Launch timing and evolution
Delta Electronics has been expanding its DIN-rail portfolio for years, with series like CliQ and CliQ M refreshing the range as industrial customers look for narrower widths and better efficiency. Individual models in the CliQ M line arrived in different waves rather than a single launch day.
For investors and engineers, the pattern is consistent: Delta adds higher-wattage variants, fills gaps in voltage options and refines mechanical details such as mounting clips and terminal labeling, keeping the range relevant as cabinets become more crowded.
Price positioning and availability
Pricing for CliQ M units depends heavily on wattage and region, but they usually sit in the mid-range of industrial DIN-rail supplies rather than at the rock-bottom end. Machine builders often buy them through local automation distributors or online industrial catalogs rather than consumer channels.
In the home market and across Asia and Europe, many models are available through specialist resellers that stock Delta drives, PLCs and power supplies together. That bundling lets integrators keep a consistent vendor across multiple layers of the control stack.
Strengths and weak points
The strengths of a family like CliQ M lie in its compact footprint, robust metal housings and broad input ranges. For many users the relatively quiet thermal behavior and clear front-panel indicators are also welcome, simplifying troubleshooting.
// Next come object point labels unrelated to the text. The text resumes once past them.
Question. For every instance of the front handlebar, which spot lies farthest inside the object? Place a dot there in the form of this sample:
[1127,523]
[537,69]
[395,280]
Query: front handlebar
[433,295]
The trade-offs are typical of industrial supplies: optimizer engineers who want detailed digital telemetry on the DC bus may prefer units with integrated communication interfaces, while CliQ M focuses on simple analog and relay signaling rather than full-blown data links.
Human factor and design choices
Delta Electronics founder and chairman Bruce C.H. Cheng has long emphasized energy efficiency and reliability in the company’s product lines. Power-supply families like CliQ M embody that focus in everyday details such as derating curves and component choices.
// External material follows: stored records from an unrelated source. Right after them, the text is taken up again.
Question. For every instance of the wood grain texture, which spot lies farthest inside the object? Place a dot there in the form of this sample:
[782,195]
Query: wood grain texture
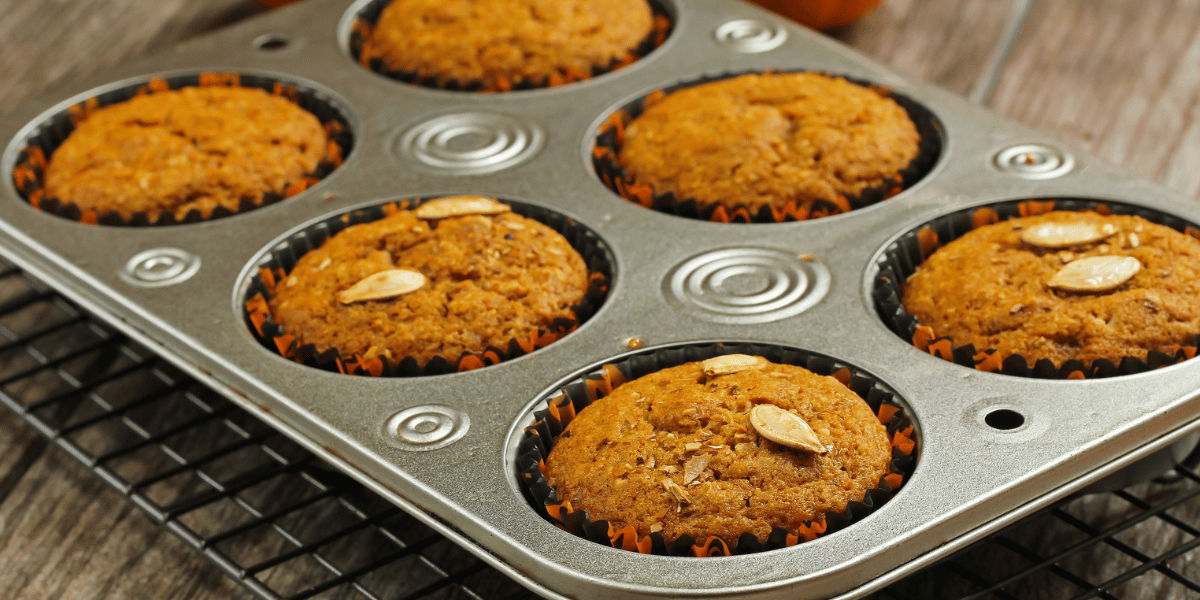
[1117,78]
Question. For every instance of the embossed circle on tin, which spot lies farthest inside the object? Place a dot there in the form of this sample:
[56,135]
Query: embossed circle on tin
[750,36]
[471,143]
[160,268]
[1035,161]
[747,285]
[426,427]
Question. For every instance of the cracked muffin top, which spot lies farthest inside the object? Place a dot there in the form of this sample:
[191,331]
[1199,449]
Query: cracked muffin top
[193,148]
[467,281]
[679,451]
[769,139]
[1062,286]
[501,42]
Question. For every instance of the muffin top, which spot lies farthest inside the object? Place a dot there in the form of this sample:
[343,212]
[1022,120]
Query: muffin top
[996,287]
[677,451]
[768,139]
[501,42]
[489,279]
[193,148]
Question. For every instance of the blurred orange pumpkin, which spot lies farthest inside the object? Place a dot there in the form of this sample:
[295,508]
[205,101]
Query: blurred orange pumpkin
[820,13]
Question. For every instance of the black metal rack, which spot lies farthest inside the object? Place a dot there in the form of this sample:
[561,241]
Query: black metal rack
[289,527]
Within the product teams, designers lean on standardized mechanical formats so electricians do not have to relearn mounting techniques. That quiet, self-assured design language runs through many Delta cabinets and helps field workers feel at home even with new models.
Risk, redundancy and planning
In safety-critical applications integrators often pair DIN-rail supplies in redundant configurations, either with simple diodes or with dedicated redundancy modules. CliQ M units can be wired into such schemes to keep a DC bus alive if one supply fails.
That approach spreads risk and also allows planned maintenance windows: technicians can swap one supply while the other carries the load, avoiding unplanned downtime. For factories running three shifts, that flexibility matters at least as much as headline efficiency figures.
Investor angle and shares
Delta Electronics connects its industrial power solutions to a broader strategy around automation, data centers and energy management, helping diversify revenue beyond consumer-facing products. The company’s shares (ISIN TW0002308004) trade primarily on the Taiwan Stock Exchange in New Taiwan dollars, with the share price watched by investors who follow Asian industrials.
Key data on the CliQ M series
- Product: CliQ M series DIN-rail power supplies
- Manufacturer: Delta Electronics, Inc.
- Category: New release and industrial power
- Launch: Gradual portfolio expansion over recent years
- RRP / Price: Varies by wattage and region, typically mid-range industrial pricing
- Availability: Industrial distributors and automation resellers in Asia and Europe
- Target group: System integrators, OEMs and automation engineers
- Highlight / USP: Compact metal housings with wide AC inputs and robust protection for industrial cabinets
This article was AI-assisted and editorially reviewed. Product information without guarantee; prices and availability may change at short notice. No investment advice, no buy or sell recommendation. Stock-market transactions involve risks up to total loss.